Nonetheless, the Yellow Card reports on the COVID-19 vaccines show thousands of serious adverse events occurring soon after the jab. In the data to April 14th, 88 foetuses were lost after the mother’s vaccination, the vast majority miscarriages (83 miscarriages, five still births). The true figure may be higher, as distressed women may not report what has happened to them. Correlation is not causation, but women who are pregnant, or who want to have a baby at some point, should be aware of the Yellow Card reports.
The longer-term effects on reproductive and natal health are not known, but in a joint statement by the Royal College of Obstetricians & Gynaecologists and the Royal College of Midwives, Edward Morris used the future tense to declare there was “no evidence to suggest that COVID-19 vaccines will affect fertility” (he did not explain that this is because the trials are incomplete). On the precautionary principle, the employer should excuse any employee with concerns about their own health or ability to have a family.
The employer should not engage in discriminatory practice. If a vaccine requirement is introduced, the first task of the worker is to check her employment contract: does it give the employer the right to impose medical interventions on staff? For any change of contract, both parties would need to agree and sign. If summoned to a meeting, the worker should ask the manager to confirm the employer’s position:
- If an employee has a legitimate reason to refuse the vaccine, will this be accepted?
- If the employer demands that an employee takes the vaccine against her will, under threat of dismissal, would that be coercion (and breach of contract)?
The employer/manager may believe that vaccines can be mandated, but this is not necessarily so. While the Government is considering changing the law to enable employers to insist on vaccination of care staff working with vulnerable people, under current legislation this could be deemed unlawful. Compulsion could be experienced as intrusive or bullying. Also, it is arguably discriminatory in terms of sex and race, as women and workers of black/minority ethnicity are disproportionately affected by mandatory vaccination policies.
Gill Walton, chief executive of the Royal College of Midwives, advised midwives in the joint statement with RCOG that “the decision whether to have the vaccine is your choice”. Unison general secretary Christina McAnea remarked that “forced vaccinations are the wrong way to go, and send out a sinister and worrying message”. Forcing staff to be vaccinated will cause “resentment and mistrust”, according to the Royal College of General Practitioners. The Royal College of Nursing, in a statement encouraging nurses to take the vaccine, advised:
There are various concerns about mandating vaccines. Staff vaccination should not be used as part of staff contracts, it should not be a condition of employment, linked to terms and conditions of employment or to pay.
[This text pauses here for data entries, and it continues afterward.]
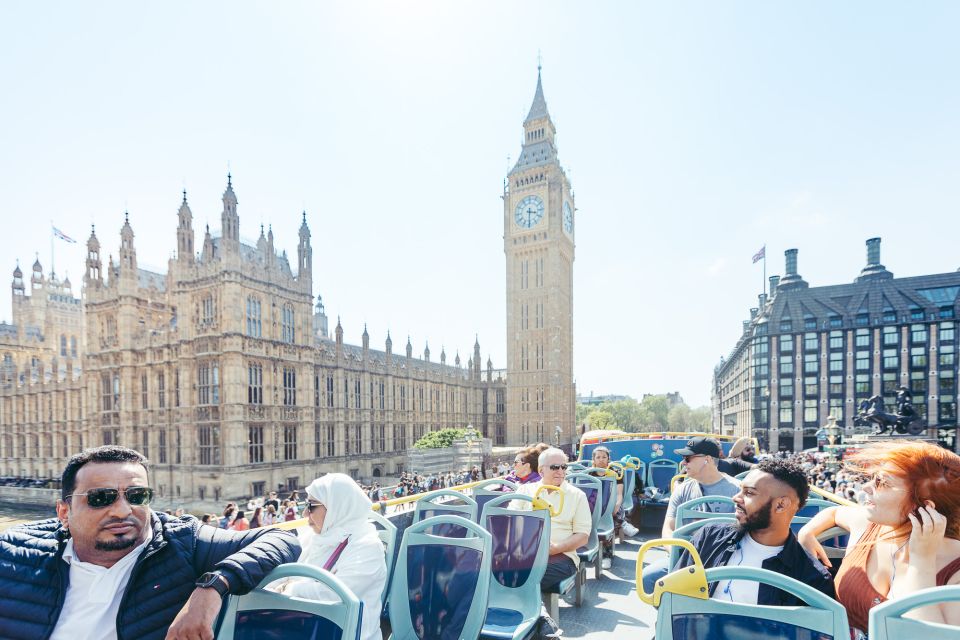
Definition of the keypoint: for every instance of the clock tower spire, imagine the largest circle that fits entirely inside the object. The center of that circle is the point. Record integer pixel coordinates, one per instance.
(538, 224)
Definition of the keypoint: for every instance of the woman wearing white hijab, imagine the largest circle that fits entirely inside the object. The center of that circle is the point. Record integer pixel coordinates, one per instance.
(337, 511)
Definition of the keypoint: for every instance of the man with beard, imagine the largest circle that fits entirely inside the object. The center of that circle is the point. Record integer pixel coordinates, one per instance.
(109, 567)
(770, 495)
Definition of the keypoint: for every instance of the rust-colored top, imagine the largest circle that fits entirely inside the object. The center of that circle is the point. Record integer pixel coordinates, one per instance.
(854, 589)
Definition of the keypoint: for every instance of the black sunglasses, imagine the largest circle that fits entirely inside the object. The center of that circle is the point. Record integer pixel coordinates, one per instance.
(99, 498)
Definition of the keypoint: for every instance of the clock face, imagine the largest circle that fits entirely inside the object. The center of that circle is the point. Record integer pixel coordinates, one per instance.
(528, 212)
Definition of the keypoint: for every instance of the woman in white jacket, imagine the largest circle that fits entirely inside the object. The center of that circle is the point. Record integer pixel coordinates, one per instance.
(346, 544)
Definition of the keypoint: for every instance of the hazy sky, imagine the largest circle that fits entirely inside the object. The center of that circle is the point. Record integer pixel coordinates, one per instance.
(694, 133)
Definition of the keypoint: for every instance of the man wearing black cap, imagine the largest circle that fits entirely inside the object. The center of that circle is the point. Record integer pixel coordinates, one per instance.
(700, 458)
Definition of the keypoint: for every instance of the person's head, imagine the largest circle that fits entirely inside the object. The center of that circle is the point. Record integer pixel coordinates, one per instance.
(335, 502)
(903, 476)
(700, 458)
(525, 462)
(104, 502)
(601, 457)
(552, 465)
(770, 496)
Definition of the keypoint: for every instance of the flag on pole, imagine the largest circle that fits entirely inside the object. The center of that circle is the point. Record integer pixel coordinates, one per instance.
(60, 234)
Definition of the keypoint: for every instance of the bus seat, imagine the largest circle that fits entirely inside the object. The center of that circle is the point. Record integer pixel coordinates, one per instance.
(440, 585)
(520, 549)
(887, 621)
(268, 615)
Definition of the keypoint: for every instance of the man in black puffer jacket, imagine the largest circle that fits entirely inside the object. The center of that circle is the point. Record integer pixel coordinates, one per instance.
(109, 567)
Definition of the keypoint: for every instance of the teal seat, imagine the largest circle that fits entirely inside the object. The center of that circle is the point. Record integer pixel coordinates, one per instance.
(487, 491)
(267, 615)
(887, 623)
(521, 547)
(686, 532)
(441, 585)
(659, 474)
(690, 510)
(443, 503)
(682, 616)
(387, 531)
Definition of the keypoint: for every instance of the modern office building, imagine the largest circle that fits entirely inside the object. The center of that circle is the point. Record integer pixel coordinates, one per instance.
(807, 353)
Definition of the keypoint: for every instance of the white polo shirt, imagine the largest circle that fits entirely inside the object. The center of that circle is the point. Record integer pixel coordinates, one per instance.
(94, 594)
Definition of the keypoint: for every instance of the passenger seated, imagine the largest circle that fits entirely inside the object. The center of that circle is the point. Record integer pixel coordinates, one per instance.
(345, 543)
(769, 497)
(569, 529)
(700, 458)
(906, 536)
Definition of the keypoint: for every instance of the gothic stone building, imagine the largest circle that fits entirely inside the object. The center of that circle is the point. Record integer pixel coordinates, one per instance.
(220, 371)
(812, 352)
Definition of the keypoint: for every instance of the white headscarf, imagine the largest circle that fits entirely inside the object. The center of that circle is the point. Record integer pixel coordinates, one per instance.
(348, 508)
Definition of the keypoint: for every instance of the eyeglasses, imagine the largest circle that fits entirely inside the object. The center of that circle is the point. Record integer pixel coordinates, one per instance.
(99, 498)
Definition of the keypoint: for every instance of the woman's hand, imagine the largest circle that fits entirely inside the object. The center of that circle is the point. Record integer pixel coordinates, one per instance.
(813, 546)
(927, 534)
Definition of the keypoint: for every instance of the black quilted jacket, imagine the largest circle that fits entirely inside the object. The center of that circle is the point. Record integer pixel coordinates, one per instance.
(34, 578)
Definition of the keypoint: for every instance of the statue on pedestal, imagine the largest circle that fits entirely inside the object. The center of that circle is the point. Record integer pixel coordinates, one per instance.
(904, 421)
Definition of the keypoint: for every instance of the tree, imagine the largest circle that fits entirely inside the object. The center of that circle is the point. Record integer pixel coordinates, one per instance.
(443, 438)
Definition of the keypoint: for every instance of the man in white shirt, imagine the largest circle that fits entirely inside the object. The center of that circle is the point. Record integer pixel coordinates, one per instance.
(108, 567)
(770, 496)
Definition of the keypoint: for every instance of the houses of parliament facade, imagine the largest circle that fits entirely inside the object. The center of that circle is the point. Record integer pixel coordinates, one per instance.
(223, 372)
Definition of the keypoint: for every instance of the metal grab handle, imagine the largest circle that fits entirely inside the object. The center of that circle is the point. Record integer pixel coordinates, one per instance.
(690, 581)
(540, 503)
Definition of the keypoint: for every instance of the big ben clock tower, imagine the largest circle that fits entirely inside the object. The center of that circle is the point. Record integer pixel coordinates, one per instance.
(538, 227)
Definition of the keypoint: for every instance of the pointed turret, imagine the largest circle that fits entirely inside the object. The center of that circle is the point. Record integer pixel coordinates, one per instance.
(185, 251)
(128, 253)
(539, 133)
(230, 221)
(305, 254)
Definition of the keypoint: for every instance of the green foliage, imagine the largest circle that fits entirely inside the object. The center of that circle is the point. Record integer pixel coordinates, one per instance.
(443, 438)
(653, 413)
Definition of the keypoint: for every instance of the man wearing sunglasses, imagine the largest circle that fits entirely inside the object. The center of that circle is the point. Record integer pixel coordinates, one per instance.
(109, 567)
(570, 528)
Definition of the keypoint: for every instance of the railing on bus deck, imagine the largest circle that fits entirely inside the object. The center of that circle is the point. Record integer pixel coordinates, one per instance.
(376, 506)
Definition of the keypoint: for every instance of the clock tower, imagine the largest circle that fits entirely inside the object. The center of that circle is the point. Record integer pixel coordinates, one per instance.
(538, 229)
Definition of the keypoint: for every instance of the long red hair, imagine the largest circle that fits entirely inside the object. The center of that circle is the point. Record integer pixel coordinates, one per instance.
(930, 473)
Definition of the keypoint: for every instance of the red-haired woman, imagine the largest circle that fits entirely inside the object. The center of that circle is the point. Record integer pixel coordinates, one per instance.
(904, 538)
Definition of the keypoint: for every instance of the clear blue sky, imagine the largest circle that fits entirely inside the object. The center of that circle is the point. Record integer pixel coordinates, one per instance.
(694, 133)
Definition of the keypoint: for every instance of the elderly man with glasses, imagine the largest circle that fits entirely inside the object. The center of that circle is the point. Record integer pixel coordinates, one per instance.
(570, 528)
(109, 567)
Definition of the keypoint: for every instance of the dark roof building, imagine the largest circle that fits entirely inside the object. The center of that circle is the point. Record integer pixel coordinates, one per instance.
(808, 353)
For an employer to make vaccination a condition of continued employment is controversial. The COVID-19 vaccines are experimental, we’re still learning about their short term adverse effects and their long-term safety profile is still unknown. The employer could be held liable for any adverse reactions, due to forcing staff to take it. Mandatory vaccination is not a reasonable requirement: it is a discriminatory, disproportionate and possibly dangerous employment practice. Employees refusing the vaccine should have their autonomy respected and not be victimised by their employers.
Dr Niall McCrae is a rep for the Workers of England Union and a mental health ethicist.